Les ensembles ainsi constitués, propres à chacun, constituent ce que Pierre Bourdieu a désigné par //l'habitus//. À noter que ces ensembles acquis engendrent une configuration du cerveau sans possibilité de retour au strict état antérieur. Mais, heureusement, elle est susceptible de faire l'objet d'un nouvel état pouvant éventuellement contourner l'acquis ou modifier son intégration.
Les personnages du tableau ont des habitus visiblement très différents : ceux des femmes s'occupant de l'enfant, ceux de la fille de Pharaon, ceux du dignitaire, ceux de la sœur de Moïse, ceux de la femme faisant la lessive.
**Le besoin d'affection**
Présent chez les mammifères, sa satisfaction est primordiale pour l'être humain, particulièrement dans ses premières années. Le besoin de satisfaction est l'objet de mécanismes complexes. Parmi eux l'émission d'un neuromédiateur, //l'ocytocine// joue un rôle important chez le “donneur” d'affection en lui donnant du plaisir.

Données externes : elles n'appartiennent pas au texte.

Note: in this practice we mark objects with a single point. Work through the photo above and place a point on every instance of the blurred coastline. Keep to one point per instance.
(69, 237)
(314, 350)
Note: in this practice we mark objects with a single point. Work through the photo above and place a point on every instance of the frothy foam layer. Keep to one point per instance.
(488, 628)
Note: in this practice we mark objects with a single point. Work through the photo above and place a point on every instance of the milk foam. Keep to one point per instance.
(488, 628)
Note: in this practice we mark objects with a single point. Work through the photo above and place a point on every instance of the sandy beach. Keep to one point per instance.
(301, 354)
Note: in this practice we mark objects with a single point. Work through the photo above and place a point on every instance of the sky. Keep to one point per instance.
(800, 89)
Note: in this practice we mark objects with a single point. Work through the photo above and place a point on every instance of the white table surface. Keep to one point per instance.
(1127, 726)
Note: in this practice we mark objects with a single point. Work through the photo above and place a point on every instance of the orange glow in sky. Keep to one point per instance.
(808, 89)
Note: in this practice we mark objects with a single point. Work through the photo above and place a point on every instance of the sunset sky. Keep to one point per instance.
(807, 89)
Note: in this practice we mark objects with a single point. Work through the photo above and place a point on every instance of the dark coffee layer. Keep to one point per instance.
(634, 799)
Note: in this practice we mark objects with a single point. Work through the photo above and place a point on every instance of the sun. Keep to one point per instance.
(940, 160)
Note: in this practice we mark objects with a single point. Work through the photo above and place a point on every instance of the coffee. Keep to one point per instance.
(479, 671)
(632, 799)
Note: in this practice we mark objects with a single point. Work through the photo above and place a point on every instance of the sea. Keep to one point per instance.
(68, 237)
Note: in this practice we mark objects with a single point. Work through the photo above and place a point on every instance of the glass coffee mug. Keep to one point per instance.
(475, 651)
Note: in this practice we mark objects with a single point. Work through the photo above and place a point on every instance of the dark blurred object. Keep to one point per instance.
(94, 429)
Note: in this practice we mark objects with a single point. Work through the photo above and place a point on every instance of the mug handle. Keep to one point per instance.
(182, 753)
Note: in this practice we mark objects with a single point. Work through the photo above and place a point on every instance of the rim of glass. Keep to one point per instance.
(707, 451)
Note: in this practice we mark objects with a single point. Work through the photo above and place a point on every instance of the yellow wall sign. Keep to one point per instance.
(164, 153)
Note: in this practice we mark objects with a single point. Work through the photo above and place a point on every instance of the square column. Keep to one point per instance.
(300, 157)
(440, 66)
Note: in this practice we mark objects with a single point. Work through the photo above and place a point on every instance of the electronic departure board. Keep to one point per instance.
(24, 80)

Le groupe de femme semble effectivement éprouver beaucoup de plaisir dans cette prise en charge de l’enfant.
**Les circuits de la crainte**
Les informations évènementielles recueillies par nos sens – vision, ouïe - sont répartis par le //thalamus//. Elles irriguent le //cortex// et un groupe de neurones appelés //amygdale//. Le noyau agmydalien décide de l'urgence des réactions de fuite ou de défense en se fondant sur des situations similaires qu'il aura mémorisées en son sein et de celles mémorisées dans d’autres parties du corps et du cortex.
Dans le tableau, la femme faisant la lessive est inquiète (elle est //stressée//), la sœur de Moïse semble avoir, d'abord, une réaction de //fuite//, et ressentir l'//émotion de la peu//r. Les femmes accompagnant la fille de Pharaon apparaissent absorbés par le jeu. Nous pouvons supposer que la fille de Pharaon et le dignitaire ont déjà connu et affronté de telles situations. Visiblement, ils contrôlent leurs émotions.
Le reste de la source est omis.